They could never tell afterward how long they remained at the oasis. It seemed years, but I suppose it could not have been more than weeks. All day long they looked wistfully toward the horizon, in hopes of a caravan, but the caravan never came. Slowly the dates dwindled in the bag; slowly the precious water diminished in the well; a little longer, and starvation would be upon them. They scarcely spoke to each other those last days, but sat each by himself in a sort of dull despair. At night, when they fell asleep, they dreamed of food, and woke in the morning to feel themselves still hungry. It was horrible!
Then came a morning when they rose to find the hard desert outline, which they knew so well, vanished and gone, and in its stead a smooth, shining lake, fringed with trees and dotted with feathery, fairy islands. So near it seemed, and so real, that it was as though they heard the ripple of the water and the rustling of the wind in the tree-boughs. Mustapha stared as though his eyes would burst from his head; then he gave a wild cry, and was rushing away; but his father held him fast.
“Stay, my son! Stay, Mustapha! It is no lake,—it is a device of Satan. What you behold is the mirage, spread by devils for men’s destruction.”
“Let me go!” shrieked Mustapha, writhing and struggling.

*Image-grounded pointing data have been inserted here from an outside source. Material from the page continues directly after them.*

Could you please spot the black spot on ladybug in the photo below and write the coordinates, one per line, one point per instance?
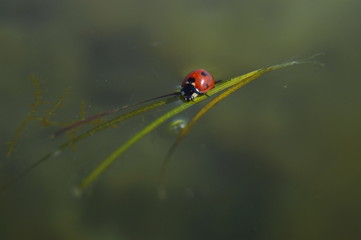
(191, 80)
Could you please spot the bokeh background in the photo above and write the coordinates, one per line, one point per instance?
(279, 159)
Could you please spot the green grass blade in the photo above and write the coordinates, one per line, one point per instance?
(235, 82)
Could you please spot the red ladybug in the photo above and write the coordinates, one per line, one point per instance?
(196, 83)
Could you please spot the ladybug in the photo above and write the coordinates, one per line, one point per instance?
(196, 83)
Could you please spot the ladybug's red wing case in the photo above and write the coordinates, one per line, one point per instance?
(195, 83)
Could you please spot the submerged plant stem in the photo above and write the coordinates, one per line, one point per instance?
(233, 85)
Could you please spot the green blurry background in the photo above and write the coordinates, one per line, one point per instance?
(280, 159)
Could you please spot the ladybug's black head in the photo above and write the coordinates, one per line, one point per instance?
(189, 92)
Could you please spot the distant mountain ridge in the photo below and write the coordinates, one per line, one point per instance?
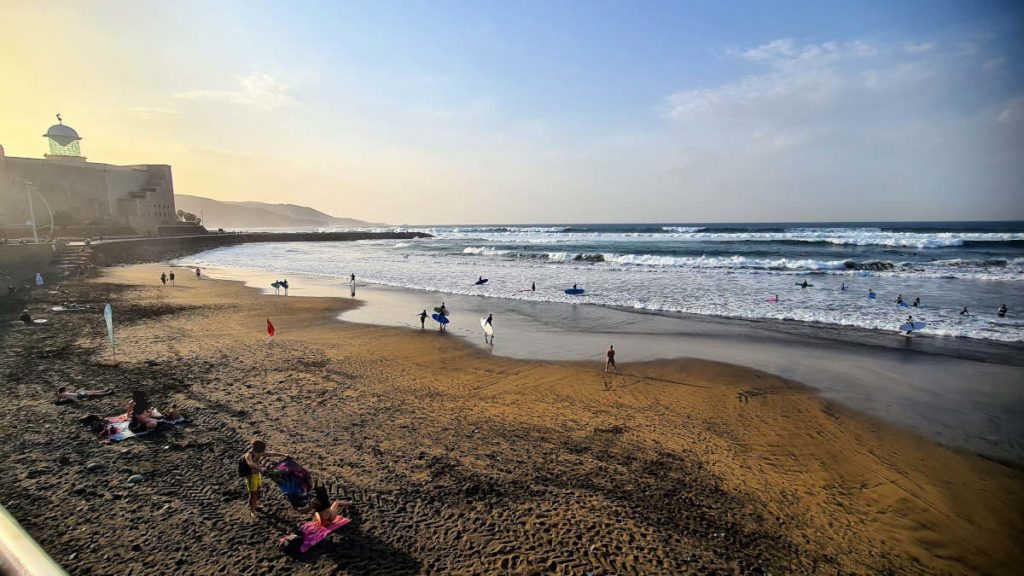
(218, 213)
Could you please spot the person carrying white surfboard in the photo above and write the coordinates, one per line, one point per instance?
(610, 361)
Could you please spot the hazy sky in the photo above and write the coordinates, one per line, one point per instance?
(547, 112)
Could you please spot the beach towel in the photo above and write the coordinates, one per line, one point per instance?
(118, 427)
(294, 482)
(312, 534)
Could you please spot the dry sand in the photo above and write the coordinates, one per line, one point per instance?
(459, 461)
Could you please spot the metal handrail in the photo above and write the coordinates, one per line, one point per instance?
(19, 554)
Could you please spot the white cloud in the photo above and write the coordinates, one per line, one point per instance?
(1012, 112)
(256, 89)
(147, 113)
(919, 48)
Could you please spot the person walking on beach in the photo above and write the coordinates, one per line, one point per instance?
(249, 463)
(610, 360)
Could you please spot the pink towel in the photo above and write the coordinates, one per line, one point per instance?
(312, 534)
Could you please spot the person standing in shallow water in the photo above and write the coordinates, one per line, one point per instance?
(610, 359)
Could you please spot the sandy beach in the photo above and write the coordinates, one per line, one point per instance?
(461, 461)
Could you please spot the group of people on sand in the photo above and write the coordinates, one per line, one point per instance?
(141, 415)
(325, 511)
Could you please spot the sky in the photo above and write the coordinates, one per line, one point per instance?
(540, 112)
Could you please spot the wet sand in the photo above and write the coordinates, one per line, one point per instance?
(463, 461)
(962, 394)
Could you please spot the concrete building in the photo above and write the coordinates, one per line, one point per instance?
(138, 197)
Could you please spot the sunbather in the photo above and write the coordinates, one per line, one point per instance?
(140, 414)
(326, 511)
(65, 397)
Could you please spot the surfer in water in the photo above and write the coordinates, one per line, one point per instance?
(909, 321)
(610, 360)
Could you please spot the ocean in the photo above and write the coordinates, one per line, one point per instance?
(718, 270)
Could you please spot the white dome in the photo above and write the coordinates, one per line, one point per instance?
(61, 134)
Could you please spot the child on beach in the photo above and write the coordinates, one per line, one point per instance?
(65, 397)
(257, 451)
(140, 415)
(325, 512)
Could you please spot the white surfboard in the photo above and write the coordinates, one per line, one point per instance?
(915, 326)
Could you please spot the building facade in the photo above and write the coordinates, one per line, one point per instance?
(62, 182)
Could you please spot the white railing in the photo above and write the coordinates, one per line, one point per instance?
(19, 554)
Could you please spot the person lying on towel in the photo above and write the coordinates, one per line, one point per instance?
(325, 512)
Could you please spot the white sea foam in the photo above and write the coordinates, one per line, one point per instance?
(727, 285)
(854, 237)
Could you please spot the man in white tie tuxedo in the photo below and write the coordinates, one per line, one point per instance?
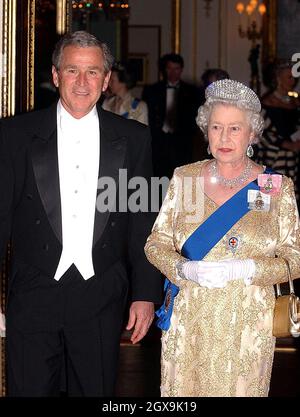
(73, 265)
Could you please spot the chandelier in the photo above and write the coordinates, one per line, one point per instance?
(113, 9)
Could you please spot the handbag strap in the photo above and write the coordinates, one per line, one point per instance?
(291, 284)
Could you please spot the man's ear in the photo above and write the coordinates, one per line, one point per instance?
(55, 77)
(106, 81)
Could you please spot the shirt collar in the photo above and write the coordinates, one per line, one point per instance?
(66, 119)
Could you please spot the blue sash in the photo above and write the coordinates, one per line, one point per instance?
(204, 238)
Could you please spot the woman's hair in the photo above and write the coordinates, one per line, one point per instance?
(125, 74)
(232, 93)
(81, 39)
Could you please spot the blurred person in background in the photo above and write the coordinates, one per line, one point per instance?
(121, 100)
(172, 105)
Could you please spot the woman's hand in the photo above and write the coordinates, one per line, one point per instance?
(217, 274)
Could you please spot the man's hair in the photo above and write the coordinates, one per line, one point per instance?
(82, 39)
(176, 58)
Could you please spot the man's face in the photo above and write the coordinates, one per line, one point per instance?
(173, 72)
(80, 79)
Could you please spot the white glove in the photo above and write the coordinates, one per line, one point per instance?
(217, 274)
(2, 325)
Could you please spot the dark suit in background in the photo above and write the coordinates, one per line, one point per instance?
(172, 147)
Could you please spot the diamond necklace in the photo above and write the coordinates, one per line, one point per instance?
(230, 182)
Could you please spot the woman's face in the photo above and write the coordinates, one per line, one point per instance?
(285, 80)
(229, 133)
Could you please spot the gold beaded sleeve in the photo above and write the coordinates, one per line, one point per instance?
(270, 271)
(160, 249)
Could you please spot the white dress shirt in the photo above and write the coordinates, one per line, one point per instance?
(78, 143)
(171, 108)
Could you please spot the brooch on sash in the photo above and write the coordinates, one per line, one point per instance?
(269, 183)
(258, 201)
(233, 241)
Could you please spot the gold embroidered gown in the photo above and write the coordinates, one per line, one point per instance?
(220, 341)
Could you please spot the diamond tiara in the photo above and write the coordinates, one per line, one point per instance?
(233, 92)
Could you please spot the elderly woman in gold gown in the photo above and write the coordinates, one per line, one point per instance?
(218, 341)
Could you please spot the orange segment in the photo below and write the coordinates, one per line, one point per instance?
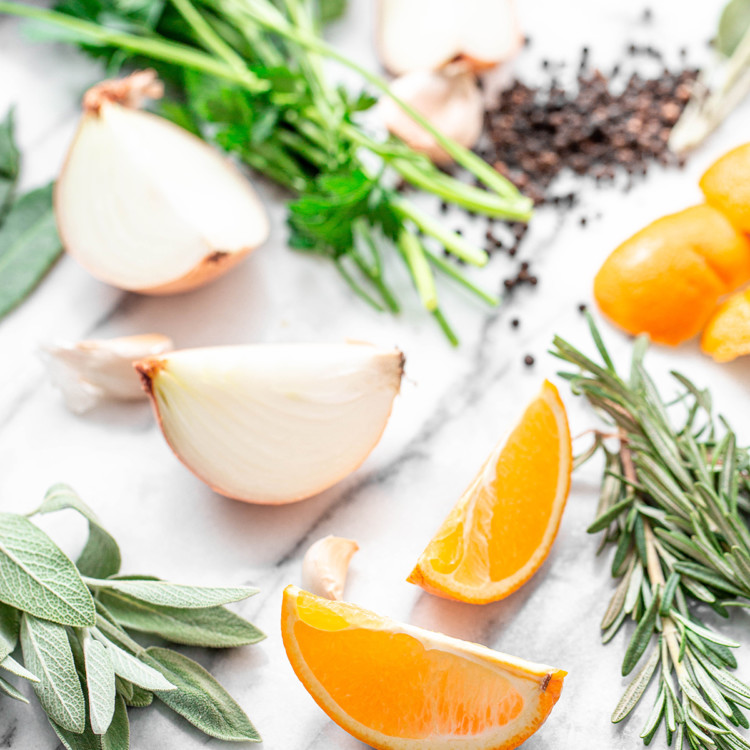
(667, 279)
(725, 185)
(398, 687)
(501, 530)
(727, 335)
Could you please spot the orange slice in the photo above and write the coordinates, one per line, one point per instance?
(501, 530)
(727, 335)
(398, 687)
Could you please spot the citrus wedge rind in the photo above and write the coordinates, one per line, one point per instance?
(399, 687)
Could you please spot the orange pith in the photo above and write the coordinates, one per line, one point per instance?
(727, 335)
(398, 687)
(502, 529)
(667, 279)
(726, 186)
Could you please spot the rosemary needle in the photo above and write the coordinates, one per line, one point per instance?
(673, 502)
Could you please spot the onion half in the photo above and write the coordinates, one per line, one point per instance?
(147, 206)
(274, 423)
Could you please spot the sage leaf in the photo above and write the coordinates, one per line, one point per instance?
(38, 578)
(29, 245)
(10, 624)
(200, 699)
(117, 736)
(734, 22)
(133, 669)
(175, 594)
(100, 557)
(214, 627)
(11, 691)
(10, 162)
(9, 664)
(100, 685)
(47, 653)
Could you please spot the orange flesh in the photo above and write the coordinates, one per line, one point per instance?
(390, 683)
(506, 528)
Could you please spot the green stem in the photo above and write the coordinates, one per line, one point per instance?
(159, 49)
(419, 266)
(452, 242)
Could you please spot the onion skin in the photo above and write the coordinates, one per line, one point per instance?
(214, 213)
(149, 370)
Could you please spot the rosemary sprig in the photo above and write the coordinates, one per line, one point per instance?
(672, 505)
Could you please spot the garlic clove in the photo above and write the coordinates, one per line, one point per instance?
(276, 423)
(428, 34)
(146, 206)
(326, 564)
(450, 99)
(88, 372)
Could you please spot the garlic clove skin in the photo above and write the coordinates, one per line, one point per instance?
(94, 370)
(429, 34)
(325, 565)
(450, 99)
(275, 423)
(147, 206)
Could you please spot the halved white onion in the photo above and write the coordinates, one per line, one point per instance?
(273, 423)
(428, 34)
(147, 206)
(449, 98)
(90, 371)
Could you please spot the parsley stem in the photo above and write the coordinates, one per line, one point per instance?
(159, 49)
(451, 241)
(415, 257)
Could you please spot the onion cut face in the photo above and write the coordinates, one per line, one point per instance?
(147, 206)
(273, 423)
(429, 34)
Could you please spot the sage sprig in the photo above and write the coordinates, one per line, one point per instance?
(83, 664)
(673, 501)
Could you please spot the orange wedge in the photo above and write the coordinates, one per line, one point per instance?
(727, 335)
(501, 530)
(398, 687)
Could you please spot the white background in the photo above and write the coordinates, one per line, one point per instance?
(454, 406)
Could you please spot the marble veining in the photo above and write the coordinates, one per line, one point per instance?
(455, 404)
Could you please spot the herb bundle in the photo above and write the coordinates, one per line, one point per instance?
(673, 504)
(248, 75)
(72, 621)
(29, 244)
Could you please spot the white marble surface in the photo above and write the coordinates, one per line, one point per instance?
(455, 404)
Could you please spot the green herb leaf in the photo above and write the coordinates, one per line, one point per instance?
(47, 653)
(734, 22)
(133, 668)
(10, 161)
(11, 691)
(10, 624)
(100, 685)
(201, 699)
(9, 664)
(38, 578)
(100, 557)
(175, 594)
(214, 627)
(29, 245)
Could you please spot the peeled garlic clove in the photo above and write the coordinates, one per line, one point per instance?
(146, 206)
(450, 99)
(274, 423)
(93, 370)
(428, 34)
(326, 564)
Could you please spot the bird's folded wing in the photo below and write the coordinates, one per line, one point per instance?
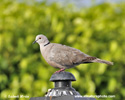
(66, 56)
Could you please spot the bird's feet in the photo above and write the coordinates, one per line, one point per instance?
(61, 70)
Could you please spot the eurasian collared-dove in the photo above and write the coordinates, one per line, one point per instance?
(62, 56)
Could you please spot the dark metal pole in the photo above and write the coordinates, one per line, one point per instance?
(63, 89)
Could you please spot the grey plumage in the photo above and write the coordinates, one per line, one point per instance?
(63, 57)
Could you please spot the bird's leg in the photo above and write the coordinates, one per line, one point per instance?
(61, 70)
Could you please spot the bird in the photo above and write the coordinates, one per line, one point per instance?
(64, 57)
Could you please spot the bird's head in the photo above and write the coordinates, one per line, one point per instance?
(41, 39)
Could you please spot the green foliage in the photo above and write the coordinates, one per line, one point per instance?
(97, 31)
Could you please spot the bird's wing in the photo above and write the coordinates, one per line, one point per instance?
(66, 56)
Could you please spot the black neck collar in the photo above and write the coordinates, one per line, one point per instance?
(46, 44)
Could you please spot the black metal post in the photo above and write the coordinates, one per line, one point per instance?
(63, 89)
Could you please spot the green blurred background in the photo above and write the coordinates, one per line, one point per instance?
(98, 30)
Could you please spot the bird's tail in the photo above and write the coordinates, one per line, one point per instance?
(102, 61)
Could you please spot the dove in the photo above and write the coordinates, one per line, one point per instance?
(62, 56)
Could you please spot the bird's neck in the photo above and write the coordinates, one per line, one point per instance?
(46, 44)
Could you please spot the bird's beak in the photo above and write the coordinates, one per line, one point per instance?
(34, 42)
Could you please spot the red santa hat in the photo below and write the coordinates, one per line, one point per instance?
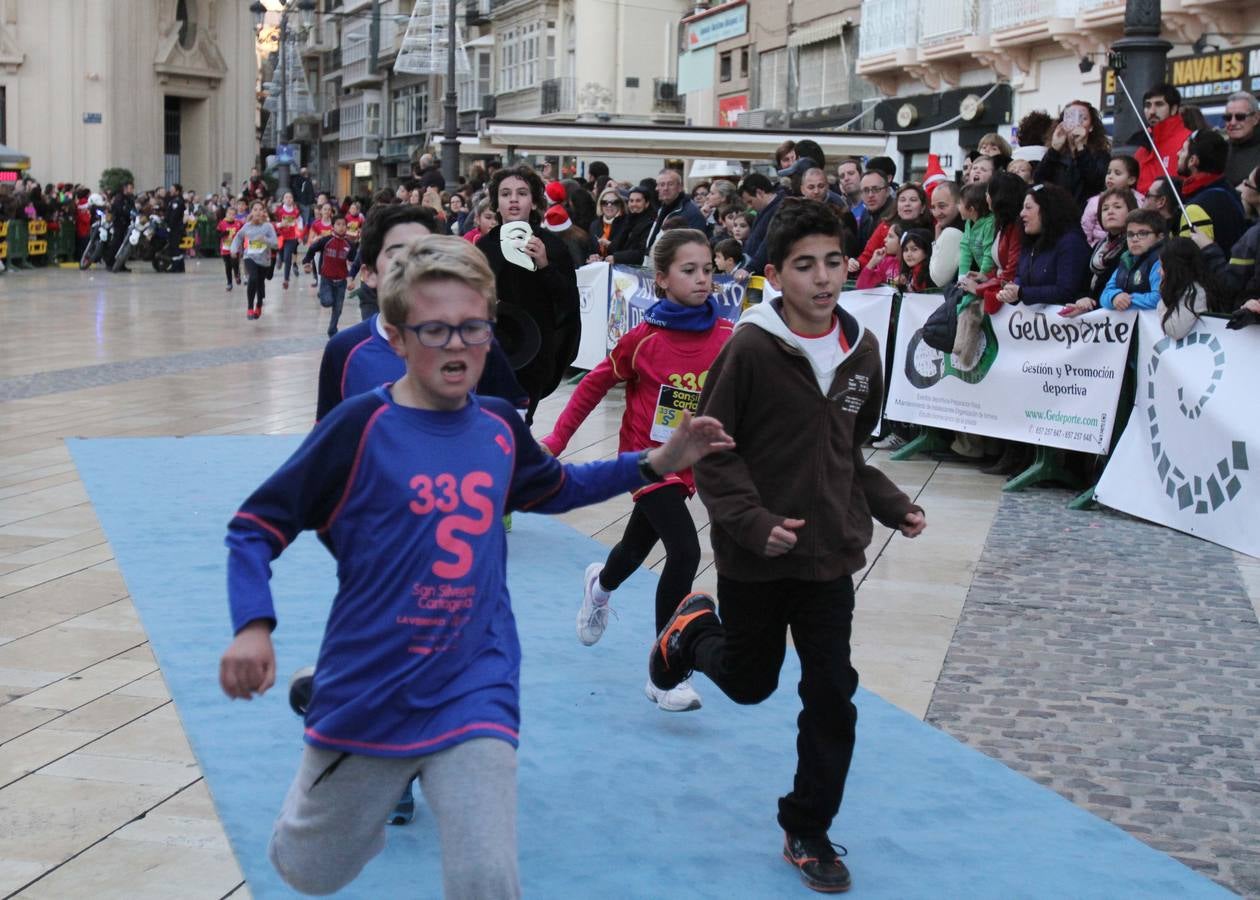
(556, 219)
(556, 192)
(934, 174)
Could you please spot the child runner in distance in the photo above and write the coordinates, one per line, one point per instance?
(255, 242)
(334, 265)
(228, 227)
(406, 485)
(321, 226)
(289, 227)
(663, 363)
(359, 358)
(799, 387)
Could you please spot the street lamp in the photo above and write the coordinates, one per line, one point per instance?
(284, 153)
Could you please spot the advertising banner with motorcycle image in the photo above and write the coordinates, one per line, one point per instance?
(1032, 376)
(1185, 458)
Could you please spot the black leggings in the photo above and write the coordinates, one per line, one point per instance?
(257, 286)
(659, 514)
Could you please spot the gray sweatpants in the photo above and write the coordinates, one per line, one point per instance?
(334, 817)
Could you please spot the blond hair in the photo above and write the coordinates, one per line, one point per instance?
(432, 257)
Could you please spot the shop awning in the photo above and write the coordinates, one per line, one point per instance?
(668, 141)
(11, 159)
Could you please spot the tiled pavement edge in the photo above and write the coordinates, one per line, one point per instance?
(1118, 663)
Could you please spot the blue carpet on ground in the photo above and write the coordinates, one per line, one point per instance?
(616, 798)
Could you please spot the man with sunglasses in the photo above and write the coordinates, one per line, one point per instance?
(1241, 116)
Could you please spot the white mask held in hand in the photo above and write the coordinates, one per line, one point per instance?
(513, 237)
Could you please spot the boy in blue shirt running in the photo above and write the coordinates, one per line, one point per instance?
(418, 671)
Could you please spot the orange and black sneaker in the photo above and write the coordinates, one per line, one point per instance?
(665, 666)
(818, 861)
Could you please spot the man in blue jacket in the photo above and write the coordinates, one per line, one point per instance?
(760, 193)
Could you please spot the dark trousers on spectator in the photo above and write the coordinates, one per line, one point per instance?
(744, 653)
(256, 288)
(332, 294)
(658, 514)
(286, 253)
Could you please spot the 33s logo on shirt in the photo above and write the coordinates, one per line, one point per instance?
(445, 494)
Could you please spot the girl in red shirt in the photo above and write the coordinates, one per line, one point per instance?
(319, 228)
(228, 226)
(663, 363)
(289, 230)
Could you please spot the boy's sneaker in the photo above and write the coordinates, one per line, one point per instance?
(665, 664)
(406, 809)
(682, 698)
(592, 618)
(301, 685)
(819, 862)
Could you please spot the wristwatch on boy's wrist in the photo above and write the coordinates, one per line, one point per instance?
(649, 474)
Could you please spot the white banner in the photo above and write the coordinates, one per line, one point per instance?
(592, 290)
(1185, 458)
(1037, 378)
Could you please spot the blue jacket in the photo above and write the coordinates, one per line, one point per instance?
(755, 247)
(1138, 277)
(420, 651)
(1057, 275)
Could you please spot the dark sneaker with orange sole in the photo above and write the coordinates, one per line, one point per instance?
(818, 861)
(665, 666)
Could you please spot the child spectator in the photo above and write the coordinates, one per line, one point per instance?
(354, 223)
(1122, 172)
(776, 569)
(396, 693)
(727, 255)
(916, 253)
(885, 262)
(334, 264)
(1182, 298)
(1135, 281)
(663, 362)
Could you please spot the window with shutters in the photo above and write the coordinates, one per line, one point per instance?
(773, 80)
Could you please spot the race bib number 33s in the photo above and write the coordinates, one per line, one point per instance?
(670, 405)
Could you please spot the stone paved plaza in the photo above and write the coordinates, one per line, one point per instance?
(1113, 661)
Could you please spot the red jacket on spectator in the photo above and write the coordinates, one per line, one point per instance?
(1169, 135)
(1004, 272)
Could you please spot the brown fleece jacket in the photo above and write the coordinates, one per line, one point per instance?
(798, 455)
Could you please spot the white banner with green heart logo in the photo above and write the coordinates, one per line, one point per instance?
(1186, 458)
(1032, 376)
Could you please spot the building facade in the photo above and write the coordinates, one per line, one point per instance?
(161, 87)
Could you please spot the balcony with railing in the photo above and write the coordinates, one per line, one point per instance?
(358, 66)
(560, 96)
(887, 27)
(360, 127)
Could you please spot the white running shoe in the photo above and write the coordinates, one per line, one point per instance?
(681, 698)
(592, 618)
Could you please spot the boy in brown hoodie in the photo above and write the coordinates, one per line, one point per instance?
(798, 386)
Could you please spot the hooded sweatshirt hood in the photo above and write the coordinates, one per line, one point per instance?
(823, 356)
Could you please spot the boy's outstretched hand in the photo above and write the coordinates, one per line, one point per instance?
(914, 525)
(692, 440)
(248, 666)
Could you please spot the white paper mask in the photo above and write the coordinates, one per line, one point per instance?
(512, 241)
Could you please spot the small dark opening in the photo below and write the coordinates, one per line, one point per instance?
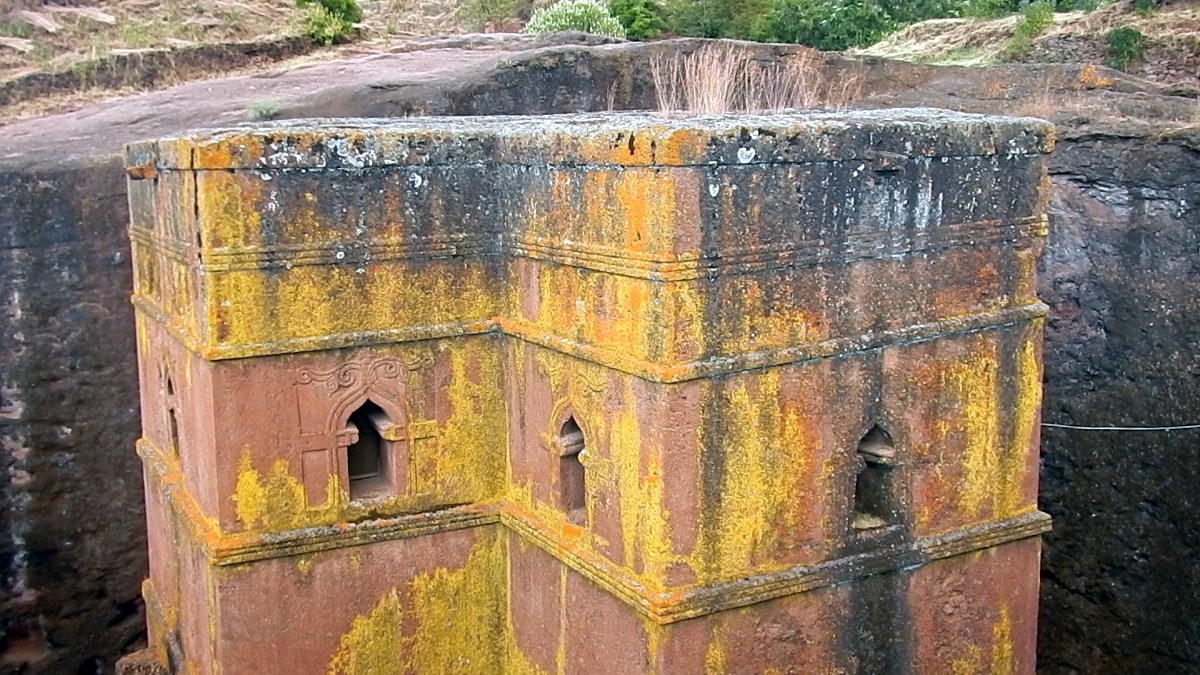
(365, 458)
(873, 484)
(172, 430)
(571, 473)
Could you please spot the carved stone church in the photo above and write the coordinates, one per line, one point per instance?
(593, 394)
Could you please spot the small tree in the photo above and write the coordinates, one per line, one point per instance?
(1126, 46)
(329, 21)
(831, 25)
(643, 19)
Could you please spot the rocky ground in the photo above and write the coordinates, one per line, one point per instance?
(1120, 585)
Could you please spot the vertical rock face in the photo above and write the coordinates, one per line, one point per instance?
(71, 527)
(1121, 584)
(1120, 573)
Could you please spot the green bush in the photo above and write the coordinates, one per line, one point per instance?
(643, 19)
(588, 16)
(1126, 46)
(329, 21)
(826, 24)
(987, 9)
(322, 27)
(905, 12)
(1036, 18)
(478, 13)
(714, 18)
(345, 10)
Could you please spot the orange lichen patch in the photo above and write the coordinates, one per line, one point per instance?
(993, 472)
(442, 621)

But even as he strove, the soft water-outlines shifted and trembled; the lake rose in air, melted, and sailed off into curling mists; the trees, the whole fair picture, dissolved, and the well-remembered sands and black rocks took its place. With a cry of horror, Mustapha slid through his father’s arms to the earth, hid his face, and cried like a child.
[Illustration: “THEY SAW THE FORM OF A GIGANTIC CAMEL.”]
Next morning, only one date was left in the bag. Ahmed put it in his son’s hand with a mournful look.
“Eat, my son,” he said; “eat, and then we will die. Allah il Allah!”
A long silence followed; there seemed nothing more to say. Suddenly, from afar off, came to their ears the tinkle of a bell.
Mustapha raised his head.
“Is it the mirage again, my father?” he asked. “For it seems to me that I hear the bell from the neck of Solimin, our camel.”
Eagerly they listened. Again the bell tinkled, and, looking through the bushes, they saw, floating toward them, as it seemed, the form of a gigantic camel. Soundless and still, it moved rapidly along. Behind, but much farther away, other forms could be seen, still dim and indistinct, veiled by the mist of driving sand.
Suddenly Mustapha gave a start.
“My father,” he cried, in an excited whisper, “it is Solimin! I do not mistake! What other camel ever resembled Solimin? Do you not see his lofty hump,—his arched neck? Does not the bell tinkle as with the voice of home?”
Then, half raising himself, he gave, with all the power of his voice, the well-known call.